When we focus on creating exceptional value for our customers, it is natural to evaluate ourselves and our organizations. We ask, “what value can I provide to my customers that is distinguishable from those around me? While self-evaluation is certainly a necessity when seeking to create exceptional customer service, it focuses our attention away from the most important people – the customers. When this happens, we may discover that we are no longer developing our operations to exceed customer expectations, but merely to exceed our own prior efficiency.
We may focus all our attention on processes, operations, and systems that have been in place for many years. Perhaps these systems have been revisited and revised many times in an ongoing effort to improve our operations and, consequently, our customer experience. We reach a point in our pursuit of advancement where the focus shifts from being customer-centered to being process-centered. We must avoid the pitfall of seeking to improve and optimize our systems without first evaluating whether those systems still support our customers’ needs.

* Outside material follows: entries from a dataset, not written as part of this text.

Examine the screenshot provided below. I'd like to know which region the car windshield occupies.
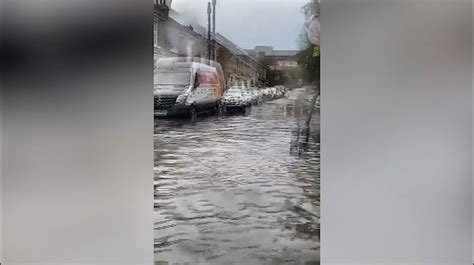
[154,72,191,86]
[226,88,242,96]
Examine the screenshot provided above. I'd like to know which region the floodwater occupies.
[154,87,320,265]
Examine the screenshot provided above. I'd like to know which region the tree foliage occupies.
[298,0,321,84]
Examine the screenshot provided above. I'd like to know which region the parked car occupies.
[263,87,273,101]
[153,58,225,118]
[222,86,251,111]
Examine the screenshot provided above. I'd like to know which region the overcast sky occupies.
[171,0,309,50]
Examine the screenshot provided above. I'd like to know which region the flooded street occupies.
[154,87,320,265]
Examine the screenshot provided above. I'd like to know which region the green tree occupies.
[298,0,321,87]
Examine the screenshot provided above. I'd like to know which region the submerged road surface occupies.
[154,89,320,265]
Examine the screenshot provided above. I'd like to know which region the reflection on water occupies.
[154,88,320,265]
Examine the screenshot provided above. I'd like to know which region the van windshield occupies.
[154,72,191,86]
[226,88,242,95]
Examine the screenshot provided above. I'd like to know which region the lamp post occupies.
[212,0,217,61]
[207,2,212,60]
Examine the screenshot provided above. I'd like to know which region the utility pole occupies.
[207,2,212,60]
[212,0,217,61]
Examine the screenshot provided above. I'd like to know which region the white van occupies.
[153,57,225,118]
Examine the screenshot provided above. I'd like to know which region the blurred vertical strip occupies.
[321,0,473,264]
[0,0,5,263]
[0,0,153,264]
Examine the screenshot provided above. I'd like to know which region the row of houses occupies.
[153,0,269,86]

It is understandable that we would seek to improve our service by focusing on ourselves. After all, we have a high degree of control over our own actions, behaviors, and processes. Our customers – not so much. At its core, however, customer service is about meeting and exceeding customer expectations. In order to meet this objective, we must first have a strong understanding of what those expectations are.
When we ask ourselves, “what are my customer’s expectations” we place ourselves firmly in their shoes. We allow ourselves the opportunity to view our own operations as if from outside eyes. This is the first step towards creating a lasting impact on customer experience.